We officially entered Spring on March 20th but it took a couple weeks for it to actually feel like Spring. Before you know it, we will be out in the garden and enjoying the sunshine on a daily basis. Below and in the pictures above are Spring tips for March and April to get your yard ready. For more monthly tips, visit our Storm Water Education page under Programs.

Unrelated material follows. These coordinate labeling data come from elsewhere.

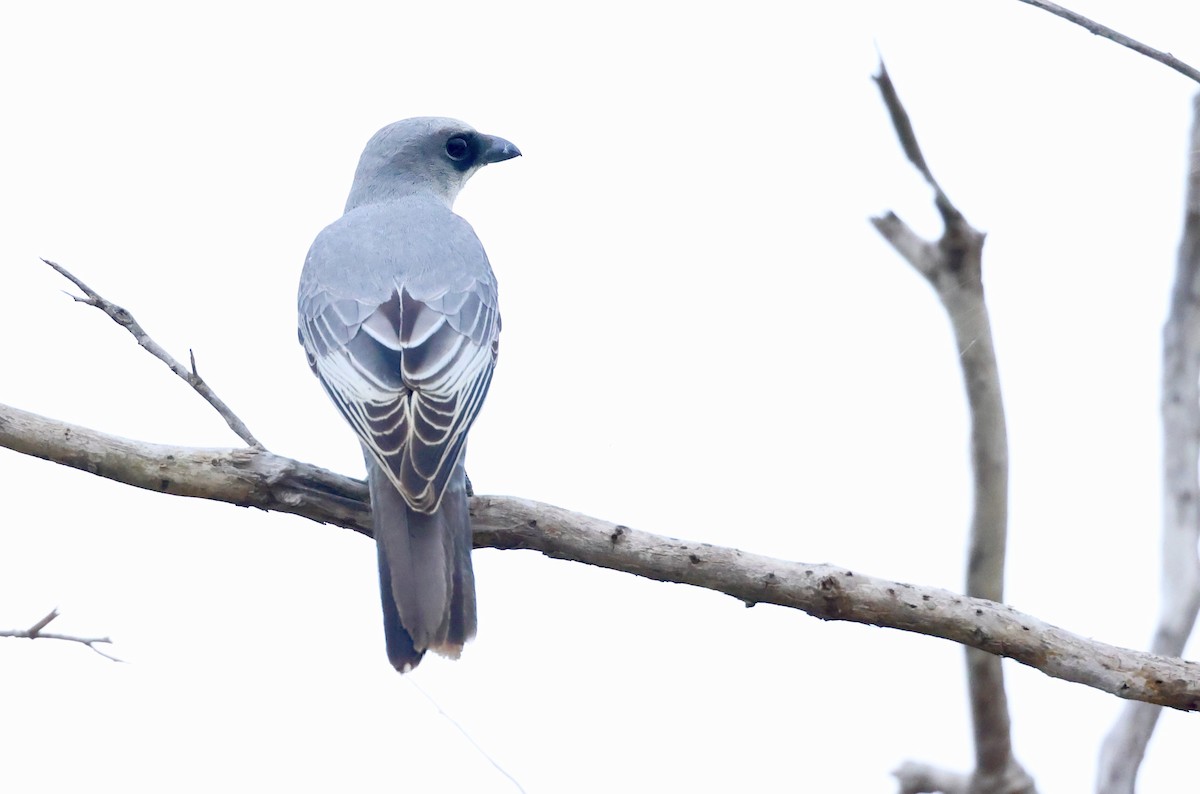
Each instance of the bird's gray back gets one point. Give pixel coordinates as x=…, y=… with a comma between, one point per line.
x=414, y=244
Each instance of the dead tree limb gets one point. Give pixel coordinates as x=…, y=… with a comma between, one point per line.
x=1126, y=744
x=35, y=632
x=256, y=477
x=953, y=265
x=1097, y=29
x=124, y=318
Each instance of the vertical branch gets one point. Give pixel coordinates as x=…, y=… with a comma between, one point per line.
x=953, y=265
x=1126, y=744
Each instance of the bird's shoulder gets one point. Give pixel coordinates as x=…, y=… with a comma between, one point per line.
x=419, y=245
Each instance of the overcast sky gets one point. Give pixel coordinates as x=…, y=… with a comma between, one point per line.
x=684, y=244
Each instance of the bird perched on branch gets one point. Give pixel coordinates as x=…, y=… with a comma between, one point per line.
x=400, y=319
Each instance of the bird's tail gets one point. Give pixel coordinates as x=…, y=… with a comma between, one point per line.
x=426, y=582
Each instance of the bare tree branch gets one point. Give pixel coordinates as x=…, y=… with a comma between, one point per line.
x=35, y=632
x=922, y=779
x=125, y=319
x=1126, y=744
x=259, y=479
x=954, y=266
x=1096, y=28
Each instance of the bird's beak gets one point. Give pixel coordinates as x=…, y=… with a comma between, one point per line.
x=496, y=150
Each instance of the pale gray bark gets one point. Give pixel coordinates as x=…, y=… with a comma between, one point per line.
x=256, y=477
x=953, y=265
x=1126, y=744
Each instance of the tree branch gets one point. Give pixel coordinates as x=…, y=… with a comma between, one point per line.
x=1096, y=28
x=954, y=266
x=35, y=632
x=1126, y=744
x=261, y=479
x=125, y=319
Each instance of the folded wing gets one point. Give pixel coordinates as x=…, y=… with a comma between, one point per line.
x=409, y=376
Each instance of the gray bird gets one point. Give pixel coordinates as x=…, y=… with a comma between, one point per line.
x=400, y=319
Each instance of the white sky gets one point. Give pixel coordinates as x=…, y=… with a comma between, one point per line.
x=703, y=337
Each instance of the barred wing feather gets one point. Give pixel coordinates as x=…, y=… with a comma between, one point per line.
x=409, y=376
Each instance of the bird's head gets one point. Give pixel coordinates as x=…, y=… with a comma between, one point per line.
x=424, y=155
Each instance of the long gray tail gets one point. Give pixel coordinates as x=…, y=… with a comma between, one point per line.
x=426, y=582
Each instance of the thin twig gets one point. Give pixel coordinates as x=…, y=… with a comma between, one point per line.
x=953, y=265
x=35, y=632
x=125, y=319
x=465, y=734
x=922, y=779
x=1096, y=28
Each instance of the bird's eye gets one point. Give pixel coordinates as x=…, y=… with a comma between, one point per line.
x=457, y=149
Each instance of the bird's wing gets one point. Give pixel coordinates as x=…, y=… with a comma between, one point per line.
x=408, y=374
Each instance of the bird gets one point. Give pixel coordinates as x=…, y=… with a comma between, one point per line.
x=400, y=319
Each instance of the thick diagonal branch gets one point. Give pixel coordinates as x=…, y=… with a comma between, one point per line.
x=1126, y=744
x=953, y=265
x=255, y=477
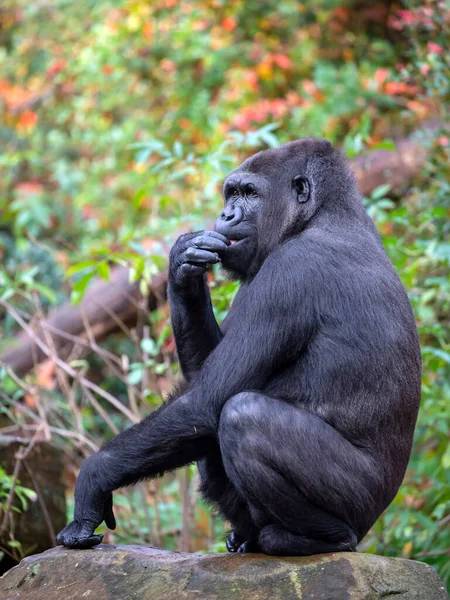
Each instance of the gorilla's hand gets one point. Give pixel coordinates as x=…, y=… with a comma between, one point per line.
x=92, y=507
x=192, y=253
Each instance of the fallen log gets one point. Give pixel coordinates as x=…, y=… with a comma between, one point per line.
x=108, y=305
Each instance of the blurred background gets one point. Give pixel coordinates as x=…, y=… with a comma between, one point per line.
x=119, y=120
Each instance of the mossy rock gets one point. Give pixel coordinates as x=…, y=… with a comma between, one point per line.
x=134, y=573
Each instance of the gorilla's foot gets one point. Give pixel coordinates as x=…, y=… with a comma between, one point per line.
x=280, y=542
x=236, y=543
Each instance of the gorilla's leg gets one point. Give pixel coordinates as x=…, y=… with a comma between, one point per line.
x=217, y=489
x=307, y=487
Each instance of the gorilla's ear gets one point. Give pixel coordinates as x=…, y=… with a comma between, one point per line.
x=301, y=186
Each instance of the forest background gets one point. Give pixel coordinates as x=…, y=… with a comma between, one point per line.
x=119, y=120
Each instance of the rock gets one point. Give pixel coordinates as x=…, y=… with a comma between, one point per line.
x=43, y=468
x=135, y=573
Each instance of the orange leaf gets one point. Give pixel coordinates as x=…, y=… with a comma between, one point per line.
x=229, y=24
x=28, y=120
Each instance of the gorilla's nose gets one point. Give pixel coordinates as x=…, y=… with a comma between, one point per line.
x=229, y=217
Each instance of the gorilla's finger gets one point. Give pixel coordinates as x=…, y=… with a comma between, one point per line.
x=188, y=269
x=85, y=543
x=208, y=242
x=201, y=256
x=109, y=517
x=216, y=235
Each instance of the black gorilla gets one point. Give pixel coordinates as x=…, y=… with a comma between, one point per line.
x=300, y=408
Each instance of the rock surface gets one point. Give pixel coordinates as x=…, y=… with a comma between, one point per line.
x=134, y=573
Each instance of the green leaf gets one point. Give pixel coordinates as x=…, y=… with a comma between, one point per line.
x=79, y=288
x=45, y=291
x=103, y=270
x=79, y=267
x=380, y=191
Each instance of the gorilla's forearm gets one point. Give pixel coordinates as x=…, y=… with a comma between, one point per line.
x=194, y=326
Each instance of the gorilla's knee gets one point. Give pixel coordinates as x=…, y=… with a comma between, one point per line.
x=240, y=410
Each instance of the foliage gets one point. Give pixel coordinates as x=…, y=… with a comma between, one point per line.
x=120, y=118
x=23, y=494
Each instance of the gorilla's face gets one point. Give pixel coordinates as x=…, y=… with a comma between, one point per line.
x=269, y=198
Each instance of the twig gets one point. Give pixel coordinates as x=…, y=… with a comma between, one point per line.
x=37, y=489
x=85, y=382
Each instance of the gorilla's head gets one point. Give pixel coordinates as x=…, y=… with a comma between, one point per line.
x=274, y=195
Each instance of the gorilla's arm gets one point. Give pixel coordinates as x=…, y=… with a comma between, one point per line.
x=255, y=346
x=194, y=325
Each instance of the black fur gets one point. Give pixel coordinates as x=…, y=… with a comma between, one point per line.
x=300, y=408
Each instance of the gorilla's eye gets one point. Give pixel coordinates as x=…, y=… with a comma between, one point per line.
x=301, y=185
x=250, y=190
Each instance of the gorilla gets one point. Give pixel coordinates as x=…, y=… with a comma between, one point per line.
x=300, y=407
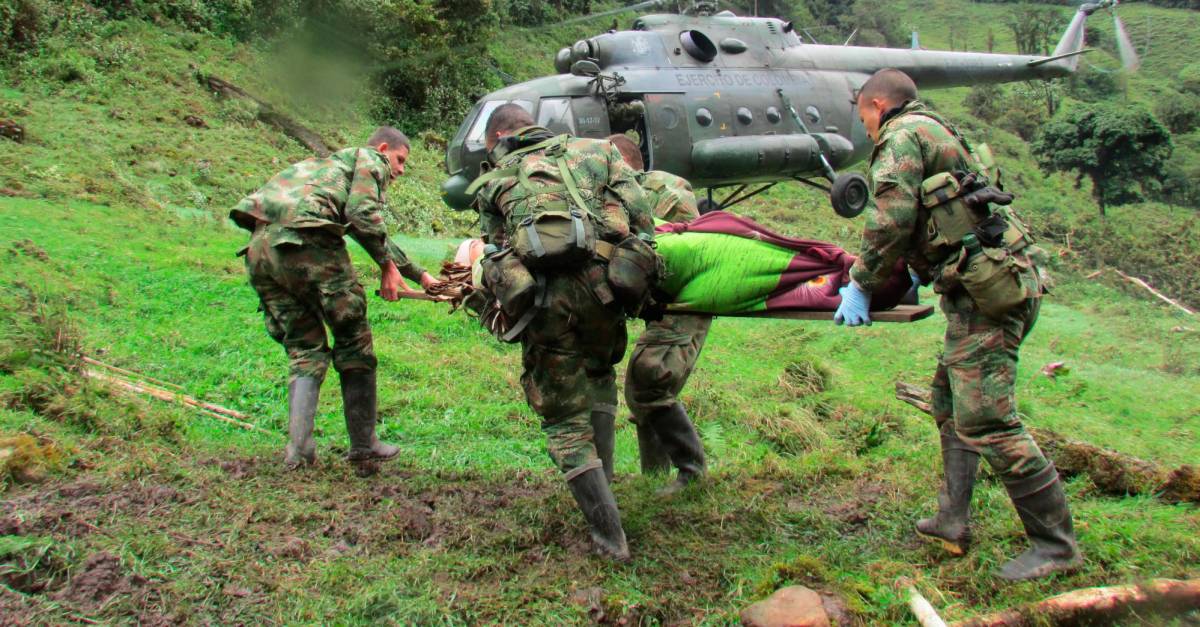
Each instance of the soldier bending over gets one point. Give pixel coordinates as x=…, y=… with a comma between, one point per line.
x=299, y=266
x=665, y=353
x=556, y=212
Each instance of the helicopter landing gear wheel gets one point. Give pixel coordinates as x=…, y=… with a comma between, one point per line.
x=849, y=195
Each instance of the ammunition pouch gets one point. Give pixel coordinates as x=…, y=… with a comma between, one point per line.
x=993, y=279
x=552, y=240
x=520, y=294
x=634, y=272
x=987, y=242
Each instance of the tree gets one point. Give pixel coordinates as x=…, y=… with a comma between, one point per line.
x=1035, y=28
x=1179, y=112
x=1122, y=149
x=1189, y=78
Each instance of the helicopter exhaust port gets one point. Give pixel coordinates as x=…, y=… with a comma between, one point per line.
x=849, y=195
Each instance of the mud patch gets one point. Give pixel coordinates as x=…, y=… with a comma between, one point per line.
x=30, y=565
x=239, y=469
x=858, y=509
x=99, y=579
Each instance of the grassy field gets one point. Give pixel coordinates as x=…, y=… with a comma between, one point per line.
x=817, y=473
x=126, y=509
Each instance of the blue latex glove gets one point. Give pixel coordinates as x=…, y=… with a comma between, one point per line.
x=916, y=279
x=855, y=308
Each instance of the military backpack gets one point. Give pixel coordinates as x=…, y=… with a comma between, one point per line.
x=969, y=214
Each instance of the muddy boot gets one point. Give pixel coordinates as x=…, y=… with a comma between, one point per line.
x=594, y=497
x=649, y=451
x=303, y=395
x=1048, y=524
x=959, y=469
x=682, y=443
x=604, y=435
x=359, y=400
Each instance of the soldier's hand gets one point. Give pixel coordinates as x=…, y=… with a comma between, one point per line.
x=390, y=282
x=855, y=308
x=427, y=281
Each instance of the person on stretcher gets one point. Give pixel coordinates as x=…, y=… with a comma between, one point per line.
x=727, y=264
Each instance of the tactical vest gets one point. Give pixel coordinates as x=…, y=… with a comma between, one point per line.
x=550, y=225
x=969, y=214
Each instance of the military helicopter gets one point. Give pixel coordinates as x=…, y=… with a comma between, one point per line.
x=736, y=102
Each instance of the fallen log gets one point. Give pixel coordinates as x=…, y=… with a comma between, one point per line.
x=208, y=408
x=1113, y=472
x=268, y=114
x=921, y=605
x=1101, y=605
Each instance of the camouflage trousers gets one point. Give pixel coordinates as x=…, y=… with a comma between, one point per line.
x=975, y=386
x=303, y=290
x=568, y=353
x=664, y=358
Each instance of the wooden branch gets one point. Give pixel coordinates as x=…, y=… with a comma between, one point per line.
x=1113, y=472
x=1101, y=605
x=1146, y=286
x=268, y=114
x=208, y=408
x=129, y=372
x=919, y=605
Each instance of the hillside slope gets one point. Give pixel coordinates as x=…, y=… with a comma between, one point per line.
x=124, y=509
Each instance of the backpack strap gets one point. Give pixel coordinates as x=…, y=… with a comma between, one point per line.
x=573, y=189
x=539, y=304
x=487, y=177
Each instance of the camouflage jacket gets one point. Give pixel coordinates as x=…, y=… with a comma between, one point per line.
x=606, y=183
x=912, y=145
x=671, y=197
x=342, y=193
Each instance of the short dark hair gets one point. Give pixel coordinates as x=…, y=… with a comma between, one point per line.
x=387, y=135
x=891, y=85
x=508, y=118
x=628, y=150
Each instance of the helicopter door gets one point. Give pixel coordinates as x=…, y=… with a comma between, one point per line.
x=667, y=139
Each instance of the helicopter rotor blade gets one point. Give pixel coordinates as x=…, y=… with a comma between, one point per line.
x=1129, y=59
x=636, y=6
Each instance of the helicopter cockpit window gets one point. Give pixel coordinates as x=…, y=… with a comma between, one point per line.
x=556, y=115
x=475, y=137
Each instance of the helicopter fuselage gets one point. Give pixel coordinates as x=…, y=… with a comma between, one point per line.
x=725, y=100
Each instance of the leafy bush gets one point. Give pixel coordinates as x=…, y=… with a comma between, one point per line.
x=985, y=102
x=1189, y=78
x=1122, y=149
x=1179, y=112
x=1090, y=84
x=22, y=23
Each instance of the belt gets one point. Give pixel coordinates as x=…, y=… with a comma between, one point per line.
x=605, y=250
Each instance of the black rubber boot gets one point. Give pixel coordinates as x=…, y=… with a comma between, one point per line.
x=653, y=457
x=604, y=435
x=951, y=525
x=359, y=400
x=303, y=396
x=683, y=446
x=594, y=497
x=1043, y=511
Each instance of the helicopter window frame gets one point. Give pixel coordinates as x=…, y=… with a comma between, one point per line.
x=556, y=109
x=475, y=139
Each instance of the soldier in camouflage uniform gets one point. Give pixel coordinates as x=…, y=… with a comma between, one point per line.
x=975, y=382
x=299, y=266
x=666, y=352
x=571, y=345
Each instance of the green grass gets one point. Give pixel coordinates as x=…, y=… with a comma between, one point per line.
x=118, y=239
x=473, y=525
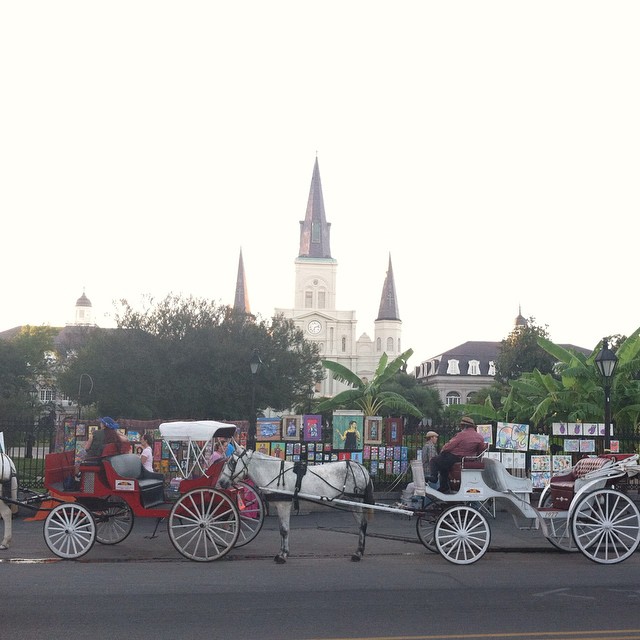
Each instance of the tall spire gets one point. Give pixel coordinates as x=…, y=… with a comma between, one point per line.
x=388, y=302
x=314, y=229
x=241, y=302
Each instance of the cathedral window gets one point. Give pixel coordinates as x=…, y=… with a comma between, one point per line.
x=453, y=397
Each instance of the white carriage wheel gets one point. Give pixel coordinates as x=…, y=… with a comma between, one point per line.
x=559, y=529
x=70, y=530
x=462, y=534
x=204, y=524
x=426, y=528
x=606, y=526
x=114, y=523
x=252, y=516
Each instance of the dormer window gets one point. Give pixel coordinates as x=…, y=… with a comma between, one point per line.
x=453, y=368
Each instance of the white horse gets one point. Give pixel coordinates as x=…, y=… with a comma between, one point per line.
x=345, y=480
x=8, y=481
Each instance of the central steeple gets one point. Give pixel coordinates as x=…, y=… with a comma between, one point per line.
x=314, y=229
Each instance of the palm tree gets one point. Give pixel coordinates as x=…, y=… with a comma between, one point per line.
x=368, y=394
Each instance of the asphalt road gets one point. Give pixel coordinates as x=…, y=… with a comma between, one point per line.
x=142, y=588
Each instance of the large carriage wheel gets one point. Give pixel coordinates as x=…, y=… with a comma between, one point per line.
x=204, y=524
x=606, y=526
x=559, y=529
x=114, y=523
x=70, y=530
x=462, y=534
x=252, y=516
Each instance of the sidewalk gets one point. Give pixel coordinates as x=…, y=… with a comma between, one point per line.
x=316, y=531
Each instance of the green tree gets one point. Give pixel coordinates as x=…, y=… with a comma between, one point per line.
x=369, y=395
x=520, y=352
x=188, y=358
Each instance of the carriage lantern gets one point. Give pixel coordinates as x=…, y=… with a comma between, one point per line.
x=606, y=361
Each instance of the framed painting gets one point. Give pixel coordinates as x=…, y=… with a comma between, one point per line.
x=268, y=429
x=393, y=430
x=291, y=427
x=373, y=430
x=312, y=428
x=348, y=430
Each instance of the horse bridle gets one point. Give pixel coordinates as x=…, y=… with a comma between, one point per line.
x=232, y=463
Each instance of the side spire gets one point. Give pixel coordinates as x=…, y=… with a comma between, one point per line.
x=241, y=301
x=314, y=229
x=388, y=302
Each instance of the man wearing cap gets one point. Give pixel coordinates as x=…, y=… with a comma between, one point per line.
x=466, y=443
x=106, y=435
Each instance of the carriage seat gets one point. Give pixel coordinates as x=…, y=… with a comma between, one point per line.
x=496, y=477
x=128, y=466
x=564, y=486
x=472, y=462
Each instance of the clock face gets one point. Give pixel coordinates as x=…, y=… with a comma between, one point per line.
x=314, y=327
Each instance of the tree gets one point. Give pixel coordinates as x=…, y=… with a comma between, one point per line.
x=188, y=358
x=369, y=395
x=521, y=353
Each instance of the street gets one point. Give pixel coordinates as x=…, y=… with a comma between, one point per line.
x=399, y=590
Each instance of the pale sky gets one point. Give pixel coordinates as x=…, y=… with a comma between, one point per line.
x=492, y=148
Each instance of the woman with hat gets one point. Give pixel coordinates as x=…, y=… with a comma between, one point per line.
x=466, y=443
x=107, y=434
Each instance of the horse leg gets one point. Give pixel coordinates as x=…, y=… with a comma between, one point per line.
x=283, y=509
x=361, y=519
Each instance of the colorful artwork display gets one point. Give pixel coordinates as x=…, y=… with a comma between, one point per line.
x=291, y=427
x=348, y=430
x=512, y=436
x=268, y=429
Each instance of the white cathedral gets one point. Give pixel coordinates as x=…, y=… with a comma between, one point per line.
x=314, y=308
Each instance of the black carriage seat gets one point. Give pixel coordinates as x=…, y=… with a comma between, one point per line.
x=128, y=466
x=496, y=477
x=564, y=486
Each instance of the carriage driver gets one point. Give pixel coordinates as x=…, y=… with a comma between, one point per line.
x=465, y=444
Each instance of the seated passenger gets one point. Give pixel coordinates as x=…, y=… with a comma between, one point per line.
x=107, y=434
x=465, y=444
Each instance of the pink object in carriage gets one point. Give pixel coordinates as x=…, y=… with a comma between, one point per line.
x=563, y=486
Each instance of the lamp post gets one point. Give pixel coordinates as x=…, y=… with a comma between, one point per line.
x=255, y=365
x=606, y=361
x=82, y=375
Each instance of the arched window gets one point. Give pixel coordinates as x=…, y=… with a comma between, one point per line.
x=453, y=397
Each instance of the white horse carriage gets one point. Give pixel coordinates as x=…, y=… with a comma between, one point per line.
x=585, y=509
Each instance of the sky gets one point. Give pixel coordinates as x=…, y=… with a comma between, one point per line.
x=490, y=148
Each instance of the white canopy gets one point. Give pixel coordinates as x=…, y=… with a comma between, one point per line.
x=200, y=430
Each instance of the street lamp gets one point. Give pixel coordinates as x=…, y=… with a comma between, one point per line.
x=606, y=361
x=255, y=365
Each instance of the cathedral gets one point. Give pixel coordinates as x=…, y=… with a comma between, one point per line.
x=314, y=302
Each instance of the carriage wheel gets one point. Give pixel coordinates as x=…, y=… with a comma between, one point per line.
x=204, y=524
x=606, y=526
x=114, y=523
x=70, y=530
x=559, y=529
x=462, y=534
x=252, y=516
x=426, y=528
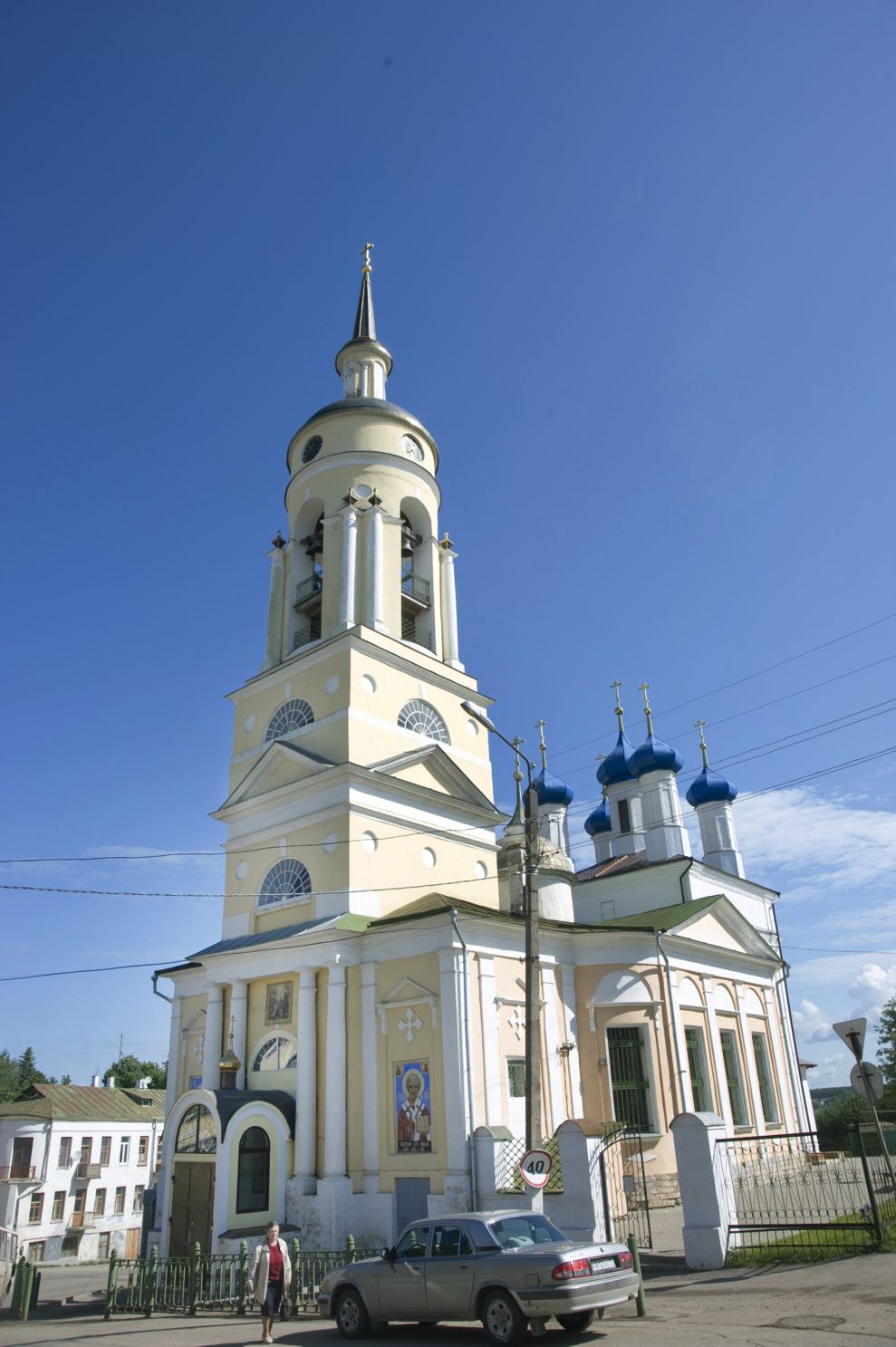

MARCH - MOWING MARCH MADNESS
- Get your lawn mower ready for the busy season ahead.
-Sharpen mower blades
-Check filters and replace if necessary
-Clean spark plugs and replace if necessary
-Clean the deck
-Set the blades at 3 or 4 inches
- Every 3 years, soil test in Spring (or late Fall) to determine what nutrients need to be added to the soil. Testing saves money, time and prevents over application of nutrients. Kits can be found at local Soil and Water Conservation District or Cooperative Extension offices.
- Lightly rake the lawn to remove compacted grass and snow mold caused by excess moisture.
- Start a compost pile with the first grass clippings of the season. Subsequent clippings should be left on the lawn as nature’s fertilizer.
Did You Know? Studies show mowing your lawn to a height of 4 inches prevents crabgrass as effectively as a chemical herbicide.
APRIL - HOP TO IT, GET OUTSIDE
- If soil test results indicate the need, amend your soil. Organic products are best.
- Tolerate some weeds in your yard; they are not the enemy. Plant biodiversity in your lawn provides food for pollinators and beneficial soil organisms. If you must remove weeds try these non-synthetic chemical approaches.
-Apply corn gluten meal to prevent annual weed seeds from germinating.
-Spot treat existing weeds with an organic weed control product that contains molasses or liquid iron.
-Hand-pull weeds. Purchase a tool to help, like a Speedy Weedy, or encourage your children to pull.
Did You Know? Don’t leave fertilizer pellets and grass clippings on your driveway and other hard surfaces! They wash into streams and rivers, blocking water flow and adding unwanted nutrients. Aim your mower so grass clippings stay on the lawn where nutrients are needed!